North Korea's most delicious contribution to what is just thought about as "Korean food" is naengmyeon, now eaten all over the Korean peninsula and by food lovers worldwide. A dish always served cold, it usually consists of thin buckwheat noodles. Each recipe is slightly different with the addition and subtraction of various ingredients. Normally the noodles are cut immediately by the server to make eating the thick, chewy mound a little easier.
Mul naengmyeon is the non-spicy version "basic" version of the dish, served more as a cold soup with ice to make sure it stays that way. They serve that here as well as three other spicy versions, sometimes referred to as bibim naengmyeon but here given three different names, and one warm noodle soup in beef broth given the general name of onmyeon.
The gogi naengmyeon ($14.99, above and below) is served with beef and pork slices, some fatty, some lean, but this is never really the reason to order. The focus of the dish is always the greyish-brown noodles, here made from 95% potato starch, that are thoroughly laced in a gochujang-based dressing too thick to call a sauce. The perfect noodles are made here at Ham Hung, and each order is extruded and boiled on the spot for incredible freshness.
These noodles are thin like vermicelli and stick together firmly, so the bowl will be scissored into quarters when it arrives. While there is no "right" way to eat your naengmyeon, there are a couple additions you may see others making and are recommended.
A little jar of (possibly homemade?) horseradish-spiked mustard shows up and should be approached with caution.
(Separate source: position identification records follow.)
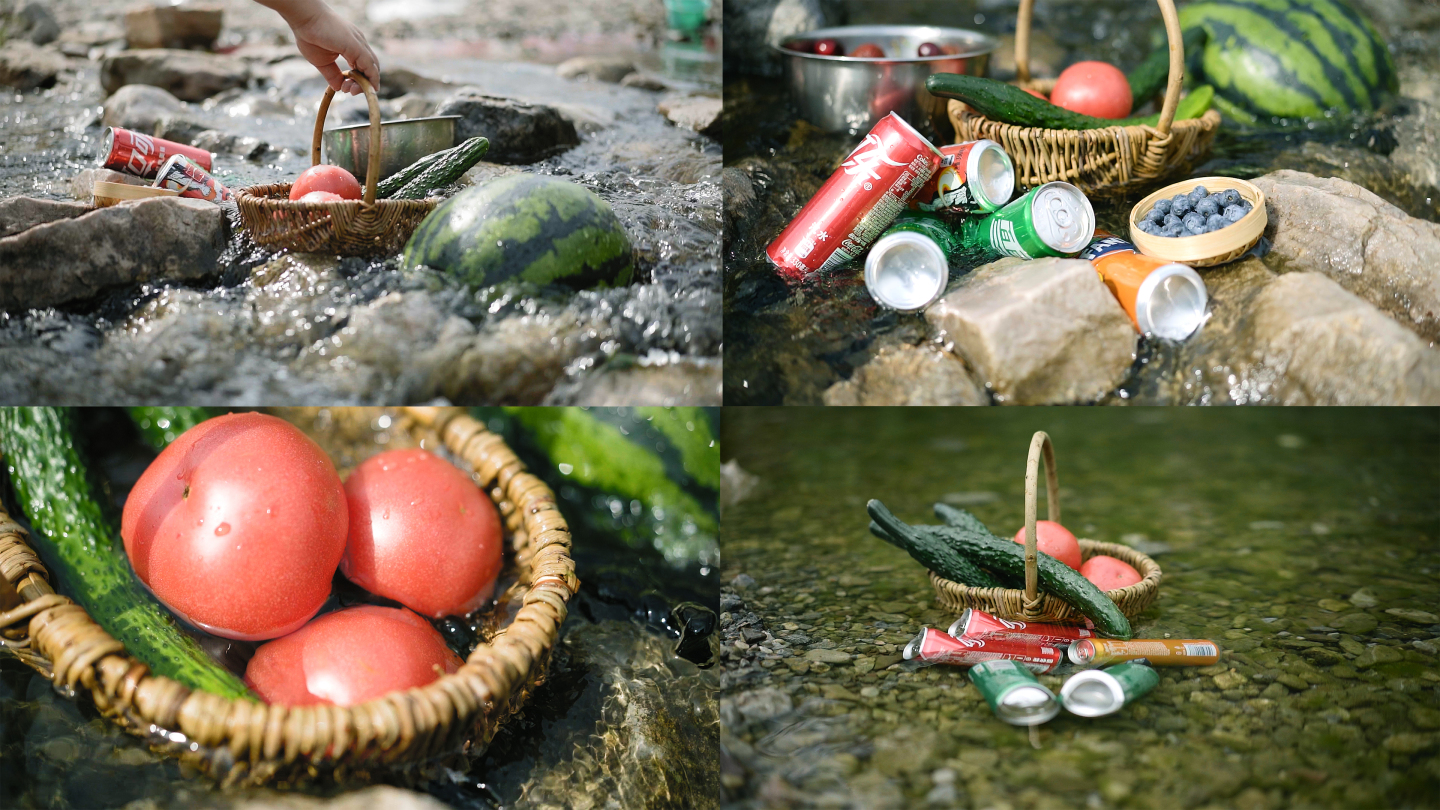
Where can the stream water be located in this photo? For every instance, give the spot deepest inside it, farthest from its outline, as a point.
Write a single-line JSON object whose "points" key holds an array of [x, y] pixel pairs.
{"points": [[272, 329], [627, 717], [1303, 542], [788, 343]]}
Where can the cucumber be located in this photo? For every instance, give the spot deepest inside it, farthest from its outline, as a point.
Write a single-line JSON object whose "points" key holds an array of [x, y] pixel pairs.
{"points": [[79, 544], [1008, 559], [162, 425], [1013, 105], [1149, 77], [445, 170]]}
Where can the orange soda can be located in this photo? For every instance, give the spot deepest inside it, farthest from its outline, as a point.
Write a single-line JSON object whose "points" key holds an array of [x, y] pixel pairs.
{"points": [[1159, 652], [1164, 299]]}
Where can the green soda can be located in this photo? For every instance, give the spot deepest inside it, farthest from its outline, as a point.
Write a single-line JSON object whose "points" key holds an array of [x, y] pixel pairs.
{"points": [[1014, 692], [910, 264], [1054, 219], [1098, 692]]}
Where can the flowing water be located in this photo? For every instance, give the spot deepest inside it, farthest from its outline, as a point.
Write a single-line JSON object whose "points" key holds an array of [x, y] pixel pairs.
{"points": [[788, 343], [1303, 542], [627, 717], [274, 329]]}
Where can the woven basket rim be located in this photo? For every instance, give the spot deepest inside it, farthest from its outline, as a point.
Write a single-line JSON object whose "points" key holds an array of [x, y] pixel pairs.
{"points": [[251, 741]]}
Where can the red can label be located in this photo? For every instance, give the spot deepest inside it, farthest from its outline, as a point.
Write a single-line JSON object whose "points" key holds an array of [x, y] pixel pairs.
{"points": [[140, 154], [932, 646], [978, 624], [183, 175], [858, 201]]}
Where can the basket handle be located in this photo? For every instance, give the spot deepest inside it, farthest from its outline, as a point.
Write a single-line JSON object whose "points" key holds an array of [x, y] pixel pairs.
{"points": [[1040, 443], [1172, 35], [372, 172]]}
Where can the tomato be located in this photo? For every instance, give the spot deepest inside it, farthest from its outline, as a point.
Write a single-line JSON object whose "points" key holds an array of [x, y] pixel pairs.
{"points": [[350, 656], [326, 179], [1109, 572], [321, 196], [238, 526], [1056, 541], [1093, 88], [421, 533]]}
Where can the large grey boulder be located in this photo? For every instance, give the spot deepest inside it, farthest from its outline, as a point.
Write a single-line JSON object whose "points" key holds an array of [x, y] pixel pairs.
{"points": [[1335, 349], [519, 131], [137, 241], [190, 75], [909, 375], [25, 65], [1367, 245], [1038, 332]]}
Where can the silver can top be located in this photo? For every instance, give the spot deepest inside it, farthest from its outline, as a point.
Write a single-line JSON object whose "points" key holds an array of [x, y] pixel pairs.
{"points": [[1171, 301], [906, 271], [1063, 216]]}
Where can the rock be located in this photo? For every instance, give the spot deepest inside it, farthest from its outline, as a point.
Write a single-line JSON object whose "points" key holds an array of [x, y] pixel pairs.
{"points": [[680, 382], [143, 108], [173, 26], [82, 186], [25, 65], [609, 69], [699, 113], [1038, 332], [33, 22], [517, 131], [1367, 245], [137, 241], [909, 375], [22, 214], [1337, 349], [187, 74]]}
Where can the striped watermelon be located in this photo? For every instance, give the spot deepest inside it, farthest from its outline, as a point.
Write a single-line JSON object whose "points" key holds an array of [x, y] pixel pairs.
{"points": [[1290, 58], [526, 227]]}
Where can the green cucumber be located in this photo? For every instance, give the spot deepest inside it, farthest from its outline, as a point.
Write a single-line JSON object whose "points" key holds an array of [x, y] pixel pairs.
{"points": [[81, 546], [1008, 559], [936, 557], [445, 170], [160, 425], [1149, 77], [1013, 105]]}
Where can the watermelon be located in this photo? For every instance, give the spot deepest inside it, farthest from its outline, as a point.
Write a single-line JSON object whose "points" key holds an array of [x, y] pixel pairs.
{"points": [[524, 227], [1290, 58]]}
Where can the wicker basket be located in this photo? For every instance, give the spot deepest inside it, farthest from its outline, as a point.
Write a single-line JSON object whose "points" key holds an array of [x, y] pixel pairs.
{"points": [[1030, 604], [254, 742], [350, 228], [1093, 159]]}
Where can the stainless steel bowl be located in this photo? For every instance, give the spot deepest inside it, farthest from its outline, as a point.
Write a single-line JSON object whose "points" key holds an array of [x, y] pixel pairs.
{"points": [[402, 143], [848, 94]]}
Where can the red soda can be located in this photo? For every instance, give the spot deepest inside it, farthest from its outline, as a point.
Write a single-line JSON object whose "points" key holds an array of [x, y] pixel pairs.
{"points": [[183, 175], [858, 201], [975, 176], [978, 624], [141, 154], [932, 646]]}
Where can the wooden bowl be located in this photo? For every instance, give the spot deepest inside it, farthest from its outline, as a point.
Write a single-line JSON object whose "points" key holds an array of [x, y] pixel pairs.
{"points": [[1207, 250], [110, 193]]}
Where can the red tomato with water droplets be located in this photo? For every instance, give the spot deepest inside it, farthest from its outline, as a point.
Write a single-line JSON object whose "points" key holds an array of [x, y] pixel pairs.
{"points": [[421, 533], [238, 526], [1056, 541], [1108, 572], [1093, 88], [350, 656], [326, 177]]}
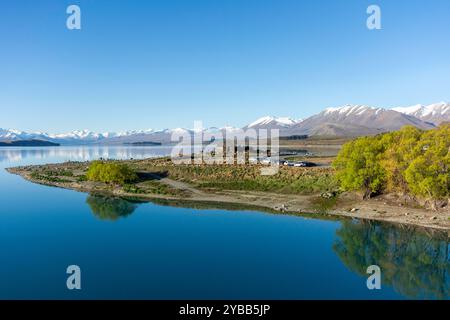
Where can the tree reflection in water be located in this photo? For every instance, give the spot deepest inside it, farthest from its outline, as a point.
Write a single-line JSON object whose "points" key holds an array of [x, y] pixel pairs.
{"points": [[414, 263], [110, 208]]}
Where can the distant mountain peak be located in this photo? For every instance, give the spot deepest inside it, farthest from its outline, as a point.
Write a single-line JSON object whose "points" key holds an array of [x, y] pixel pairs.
{"points": [[271, 120], [350, 109], [435, 113]]}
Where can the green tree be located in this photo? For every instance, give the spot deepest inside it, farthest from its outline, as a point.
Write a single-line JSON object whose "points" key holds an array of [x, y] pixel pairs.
{"points": [[428, 175], [110, 172], [401, 149], [358, 166]]}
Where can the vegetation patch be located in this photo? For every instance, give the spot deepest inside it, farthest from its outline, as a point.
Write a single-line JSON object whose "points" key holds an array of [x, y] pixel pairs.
{"points": [[114, 172], [408, 161]]}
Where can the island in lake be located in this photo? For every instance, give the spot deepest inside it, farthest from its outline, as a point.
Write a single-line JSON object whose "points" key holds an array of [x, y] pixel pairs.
{"points": [[371, 178], [28, 143]]}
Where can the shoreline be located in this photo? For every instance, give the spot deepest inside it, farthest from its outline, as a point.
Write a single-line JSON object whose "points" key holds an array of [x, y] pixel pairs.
{"points": [[376, 209]]}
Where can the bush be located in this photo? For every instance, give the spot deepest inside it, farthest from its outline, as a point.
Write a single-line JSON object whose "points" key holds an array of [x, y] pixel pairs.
{"points": [[111, 172], [406, 161]]}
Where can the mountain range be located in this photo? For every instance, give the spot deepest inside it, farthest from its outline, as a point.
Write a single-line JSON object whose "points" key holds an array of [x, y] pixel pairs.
{"points": [[348, 120]]}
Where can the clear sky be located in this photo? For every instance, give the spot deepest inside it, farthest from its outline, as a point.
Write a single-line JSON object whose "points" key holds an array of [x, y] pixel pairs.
{"points": [[153, 64]]}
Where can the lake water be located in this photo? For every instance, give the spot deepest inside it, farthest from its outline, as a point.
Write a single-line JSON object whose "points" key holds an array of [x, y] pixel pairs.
{"points": [[151, 251]]}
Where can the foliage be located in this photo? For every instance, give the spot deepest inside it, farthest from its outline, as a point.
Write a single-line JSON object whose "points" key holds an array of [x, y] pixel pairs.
{"points": [[288, 180], [358, 166], [111, 172], [405, 161]]}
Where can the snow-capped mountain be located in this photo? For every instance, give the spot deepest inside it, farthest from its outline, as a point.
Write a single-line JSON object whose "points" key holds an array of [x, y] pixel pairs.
{"points": [[271, 122], [435, 113], [355, 120], [348, 120]]}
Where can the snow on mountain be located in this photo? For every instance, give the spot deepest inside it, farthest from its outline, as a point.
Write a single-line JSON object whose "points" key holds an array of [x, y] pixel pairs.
{"points": [[354, 120], [349, 120], [435, 113], [271, 122]]}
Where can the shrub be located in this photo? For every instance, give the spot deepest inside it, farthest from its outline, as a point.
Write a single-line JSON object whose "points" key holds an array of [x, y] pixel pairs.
{"points": [[111, 172], [407, 161]]}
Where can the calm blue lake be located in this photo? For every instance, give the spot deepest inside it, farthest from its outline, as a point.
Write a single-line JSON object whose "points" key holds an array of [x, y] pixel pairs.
{"points": [[152, 251]]}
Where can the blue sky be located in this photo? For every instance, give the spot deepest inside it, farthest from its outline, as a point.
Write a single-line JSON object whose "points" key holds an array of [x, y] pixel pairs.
{"points": [[156, 64]]}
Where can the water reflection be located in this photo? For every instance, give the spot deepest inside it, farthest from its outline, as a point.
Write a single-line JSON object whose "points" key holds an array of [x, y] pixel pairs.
{"points": [[82, 153], [412, 262], [110, 208]]}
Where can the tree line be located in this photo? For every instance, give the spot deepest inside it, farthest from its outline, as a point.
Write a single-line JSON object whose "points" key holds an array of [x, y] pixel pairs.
{"points": [[408, 161]]}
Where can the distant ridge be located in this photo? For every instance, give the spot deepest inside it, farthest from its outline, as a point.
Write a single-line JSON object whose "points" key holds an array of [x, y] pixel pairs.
{"points": [[28, 143], [347, 120]]}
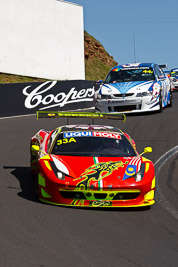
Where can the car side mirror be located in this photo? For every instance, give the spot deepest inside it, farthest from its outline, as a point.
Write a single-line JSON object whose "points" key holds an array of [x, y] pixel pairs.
{"points": [[146, 150], [35, 148]]}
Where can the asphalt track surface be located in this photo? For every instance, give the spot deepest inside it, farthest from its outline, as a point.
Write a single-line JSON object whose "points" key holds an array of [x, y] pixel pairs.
{"points": [[36, 234]]}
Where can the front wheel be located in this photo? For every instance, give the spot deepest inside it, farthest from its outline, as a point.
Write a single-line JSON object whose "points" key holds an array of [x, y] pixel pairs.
{"points": [[160, 102], [170, 100]]}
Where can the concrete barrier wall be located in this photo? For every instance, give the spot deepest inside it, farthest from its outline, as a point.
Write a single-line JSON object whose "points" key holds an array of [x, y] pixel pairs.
{"points": [[42, 38], [27, 98]]}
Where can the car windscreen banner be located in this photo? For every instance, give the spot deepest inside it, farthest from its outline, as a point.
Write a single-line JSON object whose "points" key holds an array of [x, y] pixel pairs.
{"points": [[27, 98]]}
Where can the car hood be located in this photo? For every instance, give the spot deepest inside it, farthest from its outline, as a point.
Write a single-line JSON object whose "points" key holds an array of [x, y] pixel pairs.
{"points": [[99, 171], [125, 87]]}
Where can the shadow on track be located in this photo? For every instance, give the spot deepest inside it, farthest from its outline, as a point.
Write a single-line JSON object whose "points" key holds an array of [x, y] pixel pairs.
{"points": [[27, 183]]}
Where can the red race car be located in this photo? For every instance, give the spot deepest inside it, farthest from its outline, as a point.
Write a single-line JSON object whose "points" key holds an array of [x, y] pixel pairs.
{"points": [[90, 165]]}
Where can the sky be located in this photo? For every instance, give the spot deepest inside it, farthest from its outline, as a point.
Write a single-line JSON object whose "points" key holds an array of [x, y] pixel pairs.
{"points": [[134, 30]]}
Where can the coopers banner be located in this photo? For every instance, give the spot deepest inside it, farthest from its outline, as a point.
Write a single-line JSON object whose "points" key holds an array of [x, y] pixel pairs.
{"points": [[27, 98]]}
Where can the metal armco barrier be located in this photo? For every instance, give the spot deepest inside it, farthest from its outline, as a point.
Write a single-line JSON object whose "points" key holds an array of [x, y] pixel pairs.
{"points": [[26, 98]]}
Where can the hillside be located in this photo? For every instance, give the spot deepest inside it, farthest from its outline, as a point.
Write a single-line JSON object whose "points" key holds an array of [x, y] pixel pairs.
{"points": [[97, 63], [97, 60]]}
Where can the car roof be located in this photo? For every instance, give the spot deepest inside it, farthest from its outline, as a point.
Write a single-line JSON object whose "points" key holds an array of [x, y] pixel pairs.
{"points": [[135, 65], [81, 127]]}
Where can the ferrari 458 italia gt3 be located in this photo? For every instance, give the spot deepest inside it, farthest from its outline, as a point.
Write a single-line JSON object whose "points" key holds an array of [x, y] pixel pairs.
{"points": [[90, 166]]}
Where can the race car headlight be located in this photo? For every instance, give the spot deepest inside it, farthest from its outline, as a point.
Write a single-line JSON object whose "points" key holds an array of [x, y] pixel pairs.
{"points": [[148, 93], [138, 176], [105, 97], [61, 175]]}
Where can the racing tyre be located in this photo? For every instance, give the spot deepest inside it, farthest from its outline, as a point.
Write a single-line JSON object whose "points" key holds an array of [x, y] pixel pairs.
{"points": [[160, 102], [170, 99]]}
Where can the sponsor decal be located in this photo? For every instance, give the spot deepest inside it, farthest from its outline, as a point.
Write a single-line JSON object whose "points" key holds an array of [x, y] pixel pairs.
{"points": [[98, 172], [36, 97], [132, 168], [65, 141], [94, 134], [100, 203]]}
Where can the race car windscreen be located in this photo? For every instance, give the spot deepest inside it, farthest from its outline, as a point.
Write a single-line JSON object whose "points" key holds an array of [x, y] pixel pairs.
{"points": [[130, 74], [93, 144], [174, 73]]}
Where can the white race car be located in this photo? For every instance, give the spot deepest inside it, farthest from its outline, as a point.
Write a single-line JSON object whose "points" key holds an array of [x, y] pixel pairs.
{"points": [[134, 88]]}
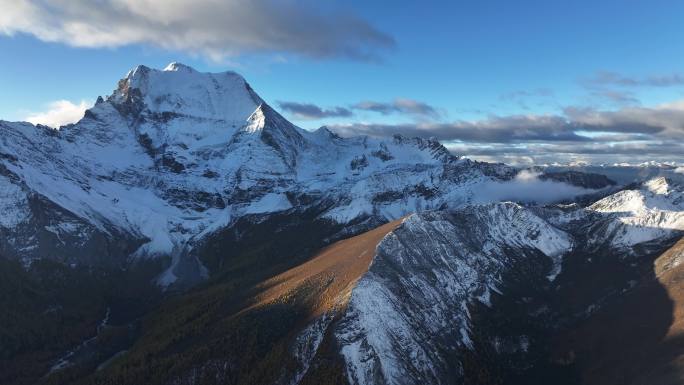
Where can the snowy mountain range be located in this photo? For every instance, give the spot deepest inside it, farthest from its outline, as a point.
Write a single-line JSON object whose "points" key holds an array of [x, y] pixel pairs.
{"points": [[174, 155], [312, 258]]}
Just a little portion on the spoon goes a long way. On each table will also be a bottle of vinegar and a squirt of this should be added as well. Give everything a real good mix before proceeding and check your levels. Feel free to add more.
As is customary with spicy naengmyeon dishes, a hot broth will be served alongside your order. At Ham Hung this arrives in a tea thermos and can be replenished as desired. Rather than using this in the bowl, spoonfuls or warming sips on the side can be a good back and forth from the cold spicy noodles.
UPDATE 17 JUNE 2021: Right before the first real summer heat wave, a return visit to Ham Hung was awarded with a simple yet delightful bowl of onmyeon ($14.99, above). This beef soup uses the same light and fresh noodles and is more popular during colder months as it is served warm.